Как сейчас, вижу пропасть под ногами, безумной крутизны тропу, на которую мы бросились очертя голову, сухие листья, предательские, скользкие, как солома; я так явственно слышу тишину, нарушаемую лишь раздраженным пронзительным криком совы и нарастающим урчаньем мотора еще далекого автомобиля, с которого не мудрено заметить нашу машину, оставленную на обочине…
В каплях пота на моих ладонях — все те же крохотные червячки. Вперед? Назад? А, все равно! На сей раз сон кажется правдой, пусть на какие-то мгновения. Ставка в нашей игре — жить или не жить, свобода или смерть.

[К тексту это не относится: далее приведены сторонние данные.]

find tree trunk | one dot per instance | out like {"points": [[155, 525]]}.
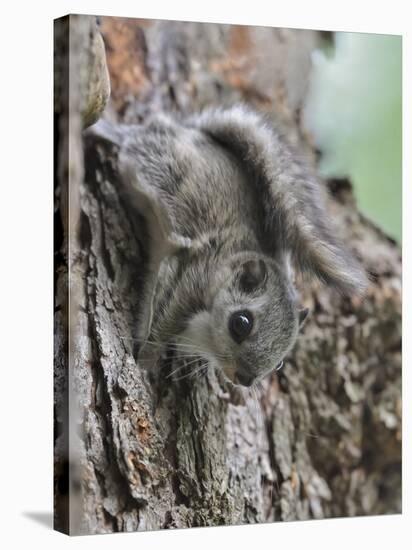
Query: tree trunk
{"points": [[321, 438]]}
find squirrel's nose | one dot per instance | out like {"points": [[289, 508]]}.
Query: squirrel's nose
{"points": [[244, 378]]}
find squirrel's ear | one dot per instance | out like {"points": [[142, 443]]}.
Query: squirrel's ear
{"points": [[293, 216]]}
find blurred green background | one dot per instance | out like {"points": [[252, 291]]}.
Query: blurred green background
{"points": [[354, 112]]}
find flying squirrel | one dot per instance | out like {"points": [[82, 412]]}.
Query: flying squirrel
{"points": [[231, 212]]}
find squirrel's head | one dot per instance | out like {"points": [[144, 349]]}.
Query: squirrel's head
{"points": [[252, 319]]}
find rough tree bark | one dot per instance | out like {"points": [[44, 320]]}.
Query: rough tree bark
{"points": [[322, 438]]}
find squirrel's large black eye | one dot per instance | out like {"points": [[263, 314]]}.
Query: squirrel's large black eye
{"points": [[240, 325]]}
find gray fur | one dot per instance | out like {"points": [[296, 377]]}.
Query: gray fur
{"points": [[221, 191]]}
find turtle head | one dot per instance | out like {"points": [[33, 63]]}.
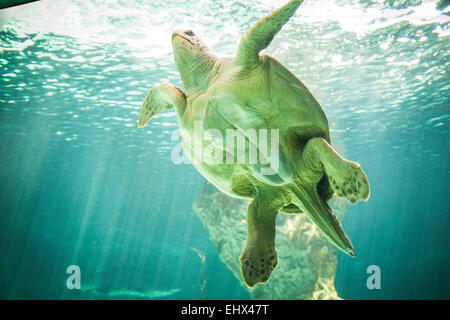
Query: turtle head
{"points": [[192, 58]]}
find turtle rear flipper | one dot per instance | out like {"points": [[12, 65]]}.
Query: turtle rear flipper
{"points": [[259, 257]]}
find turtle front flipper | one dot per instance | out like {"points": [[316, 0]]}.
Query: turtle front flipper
{"points": [[346, 177], [259, 257], [262, 33], [163, 96]]}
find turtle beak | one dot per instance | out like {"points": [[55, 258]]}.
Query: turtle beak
{"points": [[144, 118]]}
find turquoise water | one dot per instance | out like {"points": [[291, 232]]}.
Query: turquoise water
{"points": [[80, 184]]}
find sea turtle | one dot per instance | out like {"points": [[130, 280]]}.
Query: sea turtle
{"points": [[253, 91]]}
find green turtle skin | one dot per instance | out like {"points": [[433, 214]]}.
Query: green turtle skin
{"points": [[251, 92]]}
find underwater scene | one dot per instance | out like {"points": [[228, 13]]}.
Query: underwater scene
{"points": [[96, 203]]}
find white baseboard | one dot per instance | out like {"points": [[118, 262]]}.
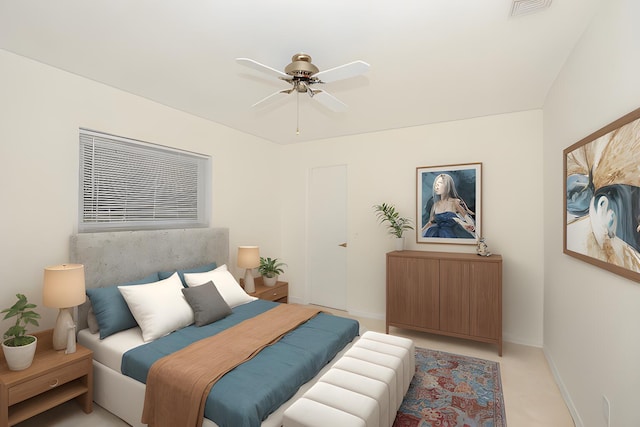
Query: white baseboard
{"points": [[563, 390]]}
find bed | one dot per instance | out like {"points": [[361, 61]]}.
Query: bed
{"points": [[132, 257]]}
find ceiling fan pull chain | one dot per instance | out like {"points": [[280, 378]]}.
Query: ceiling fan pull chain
{"points": [[297, 113]]}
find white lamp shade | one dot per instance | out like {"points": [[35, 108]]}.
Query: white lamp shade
{"points": [[248, 256], [63, 286]]}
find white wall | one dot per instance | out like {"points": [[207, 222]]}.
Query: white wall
{"points": [[591, 315], [41, 109], [382, 168]]}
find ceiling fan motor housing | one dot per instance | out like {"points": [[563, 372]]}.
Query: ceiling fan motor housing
{"points": [[301, 66]]}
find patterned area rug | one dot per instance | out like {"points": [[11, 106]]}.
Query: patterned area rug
{"points": [[450, 390]]}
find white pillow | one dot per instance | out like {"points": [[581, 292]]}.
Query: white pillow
{"points": [[159, 308], [229, 288]]}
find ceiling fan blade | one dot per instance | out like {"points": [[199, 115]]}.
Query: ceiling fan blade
{"points": [[345, 71], [271, 97], [261, 67], [328, 100]]}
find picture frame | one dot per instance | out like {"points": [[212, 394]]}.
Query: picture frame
{"points": [[457, 216], [602, 197]]}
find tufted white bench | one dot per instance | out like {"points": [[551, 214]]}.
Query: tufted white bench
{"points": [[364, 388]]}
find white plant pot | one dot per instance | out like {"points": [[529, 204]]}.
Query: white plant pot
{"points": [[269, 281], [19, 358], [399, 241]]}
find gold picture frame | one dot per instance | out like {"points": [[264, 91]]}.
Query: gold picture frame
{"points": [[602, 197]]}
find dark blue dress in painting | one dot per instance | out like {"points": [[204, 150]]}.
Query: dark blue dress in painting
{"points": [[445, 225]]}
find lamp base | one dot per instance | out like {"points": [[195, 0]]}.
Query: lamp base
{"points": [[249, 285], [64, 322]]}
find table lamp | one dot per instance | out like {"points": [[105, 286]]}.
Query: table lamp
{"points": [[248, 257], [63, 288]]}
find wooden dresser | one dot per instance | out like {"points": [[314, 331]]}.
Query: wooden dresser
{"points": [[446, 293]]}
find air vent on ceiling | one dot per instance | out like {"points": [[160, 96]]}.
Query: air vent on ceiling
{"points": [[523, 7]]}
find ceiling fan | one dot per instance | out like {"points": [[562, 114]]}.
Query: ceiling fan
{"points": [[302, 75]]}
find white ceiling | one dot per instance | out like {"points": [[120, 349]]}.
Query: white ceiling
{"points": [[431, 60]]}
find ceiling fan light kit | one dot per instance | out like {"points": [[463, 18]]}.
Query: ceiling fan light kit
{"points": [[302, 75], [523, 7]]}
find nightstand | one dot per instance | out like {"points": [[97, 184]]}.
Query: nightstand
{"points": [[278, 292], [52, 379]]}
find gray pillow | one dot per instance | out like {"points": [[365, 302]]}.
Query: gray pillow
{"points": [[207, 303]]}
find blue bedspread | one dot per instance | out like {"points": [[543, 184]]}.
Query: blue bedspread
{"points": [[245, 396]]}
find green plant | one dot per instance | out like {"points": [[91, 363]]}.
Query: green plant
{"points": [[270, 267], [15, 336], [397, 224]]}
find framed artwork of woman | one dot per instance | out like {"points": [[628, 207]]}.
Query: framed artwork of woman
{"points": [[448, 203]]}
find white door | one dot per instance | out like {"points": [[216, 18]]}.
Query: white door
{"points": [[328, 236]]}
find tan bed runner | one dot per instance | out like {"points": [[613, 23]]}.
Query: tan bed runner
{"points": [[178, 384]]}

Кто меня принудил ввязаться в эту историю?! Успешное ее завершение позволило мне позже рассказывать ее иначе, уже с юмором и не без гордости. Рассказывать камням, благо у них нет ушей… Пусть их… Но, бывая проездом в тех краях (близко к тому месту не подхожу: боюсь, остановится дыхание или же легенда уйдет навсегда, растает), я всякий раз думаю о далеком друге. Однако и его я вижу иным: у него теперь целая дюжина лиц. Он, пожалуй, судит обо мне (судить о других — самый распространенный порок) по тому, что я сделал, и по тому, чего я не сделал…
Ох уж эта правда, голый алтарь, который не украсишь скатертью с переливчатой бахромой! Одной правды для всех и вся не существует, даже для того, кто борется: это ясно. К тому же часть моего прошлого является мне теперь фантасмагорической картиной, зеркальным отражением письмен, и я приглушаю это прошлое, реставрирую, подвергаю сомнению, пышно расцвечиваю — и оно охватывает меня словно огненная река и несет по холодному серому пеплу наших дней…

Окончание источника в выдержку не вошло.